Coverage for Seniors With Medicare
About 12 million Americans are “dually eligible,” meaning they qualify for both Medicare and Medicaid. For these individuals, Medicaid acts as a secondary layer of insurance that fills the gaps Medicare leaves behind. Medicare doesn’t cover long-term custodial care, has limited dental and vision benefits, and charges premiums, deductibles, and copays that can add up quickly on a fixed income.
Medicaid can pay Medicare premiums, deductibles, and cost sharing for dual-eligible individuals. It also picks up services Medicare doesn’t cover at all, like long-term nursing home stays, personal care assistance, and transportation to medical appointments. The federal Medicare-Medicaid Coordination Office works to align benefits between the two programs so that dually eligible individuals don’t fall through administrative cracks.
How It Helps With Early Diagnosis
One of Medicaid’s most significant but less visible benefits is giving people access to care they’ve been putting off. A study of enrollees in Michigan’s Medicaid expansion found that 42% of those with a chronic health condition had at least one condition newly diagnosed after gaining coverage. About a third of enrollees with hypertension, diabetes, heart disease, or mood disorders were learning about these conditions for the first time. Chronic lung disease had the highest rate of new detection, with 36% of those who had the condition being diagnosed only after enrollment.
These aren’t minor findings. Undiagnosed diabetes, untreated high blood pressure, and unmanaged heart disease all lead to emergencies, hospitalizations, and premature death. Catching them early, when they can be controlled with medication and lifestyle changes, is exactly the kind of care that keeps people out of the emergency room.
What You’ll Pay Out of Pocket
Medicaid’s cost sharing is dramatically lower than private insurance. Federal rules cap what states can charge, and the limits are tied to income:
- Outpatient visits: Up to $4 for those at or below 100% of the federal poverty level ($15,060 per year for an individual in 2024)
- Inpatient hospital stays: Up to $75 for those at or below 100% FPL
- Prescription drugs: Up to $4 for preferred medications, up to $8 for non-preferred, at or below 100% FPL
- Emergency room visits: Up to $8 for non-emergency use of the ER at or below 100% FPL
Several categories of services are completely exempt from cost sharing regardless of income: emergency care, family planning, preventive services for children, and pregnancy-related care.
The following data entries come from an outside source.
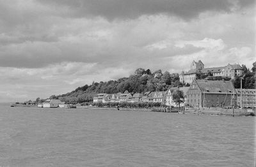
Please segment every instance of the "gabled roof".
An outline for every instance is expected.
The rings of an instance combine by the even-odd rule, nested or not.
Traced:
[[[135,93],[133,95],[133,97],[134,98],[141,98],[142,97],[142,94],[141,94],[141,93]]]
[[[205,68],[201,70],[203,73],[221,73],[225,67],[216,67],[216,68]]]
[[[62,103],[60,100],[59,99],[51,99],[50,101],[51,103]]]
[[[112,96],[112,94],[105,94],[103,96],[102,98],[106,98],[111,97],[111,96]]]
[[[200,91],[204,93],[221,92],[233,93],[236,92],[232,83],[230,81],[220,80],[195,80]]]
[[[189,87],[180,87],[180,91],[183,92],[183,94],[186,95],[188,92],[188,89],[189,89]]]
[[[230,66],[234,69],[243,69],[239,64],[230,64]]]
[[[195,73],[196,73],[197,72],[198,72],[198,71],[196,70],[196,69],[191,69],[189,71],[188,71],[188,72],[186,72],[185,73],[185,75],[195,74]]]
[[[150,94],[150,92],[145,92],[143,93],[143,96],[148,96]]]
[[[102,98],[102,97],[103,97],[105,94],[106,94],[106,93],[99,93],[99,94],[97,94],[97,95],[95,95],[94,97]]]

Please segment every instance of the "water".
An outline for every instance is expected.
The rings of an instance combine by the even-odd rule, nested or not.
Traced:
[[[255,117],[0,106],[0,166],[255,166]]]

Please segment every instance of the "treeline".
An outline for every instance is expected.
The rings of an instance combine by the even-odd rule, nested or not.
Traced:
[[[145,92],[147,91],[165,91],[170,87],[182,86],[178,73],[162,73],[161,69],[153,73],[148,69],[137,69],[133,75],[117,80],[93,82],[62,95],[52,95],[50,99],[59,99],[67,103],[76,104],[92,101],[98,93],[115,94],[124,92]]]
[[[245,65],[242,65],[244,75],[243,76],[243,89],[256,89],[255,73],[256,62],[253,63],[251,69]],[[240,88],[240,80],[242,76],[236,76],[232,81],[236,89]],[[209,80],[230,80],[228,77],[213,76],[212,74],[198,74],[196,79]],[[165,91],[168,88],[182,87],[179,82],[178,73],[170,73],[168,71],[162,73],[161,69],[153,73],[150,69],[137,69],[133,75],[129,77],[124,77],[117,80],[93,82],[92,85],[85,85],[77,87],[76,90],[62,95],[52,95],[50,99],[59,99],[66,103],[76,104],[93,101],[93,97],[98,93],[115,94],[124,92],[127,90],[129,92],[145,92],[147,91]],[[187,84],[186,86],[189,86]]]
[[[135,103],[92,103],[92,106],[96,106],[99,107],[122,107],[122,108],[152,108],[154,106],[158,107],[161,106],[161,103],[153,103],[153,102],[135,102]]]

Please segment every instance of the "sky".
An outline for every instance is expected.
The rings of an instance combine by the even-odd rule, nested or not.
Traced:
[[[254,0],[0,0],[0,102],[193,60],[252,68],[255,11]]]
And the hard ceiling applies across the board. No Medicaid household can be asked to spend more than 5% of their income on premiums and cost sharing combined. For a single person earning $15,060 a year, that’s a maximum of about $63 per month for all health care costs.
Who Qualifies
Eligibility depends on your income, household size, and the state you live in. In states that expanded Medicaid under the Affordable Care Act, most adults with household income up to 138% of the federal poverty level qualify. For a single person in 2024, that’s about $20,783 per year. For a family of three, it’s roughly $35,632.
Children generally qualify at higher income thresholds than adults, often up to 200% of the poverty level or more depending on the state. Pregnant women, people with disabilities, and adults over 65 have separate eligibility pathways with their own rules. In states that haven’t expanded Medicaid, childless adults often don’t qualify regardless of how low their income is, though children, pregnant women, and people with disabilities in those states still have access.
For most applicants, eligibility is based purely on income with no asset test. The exception is older adults and people with disabilities, whose eligibility is determined using methods similar to Social Security’s disability program, which can include limits on savings and other resources.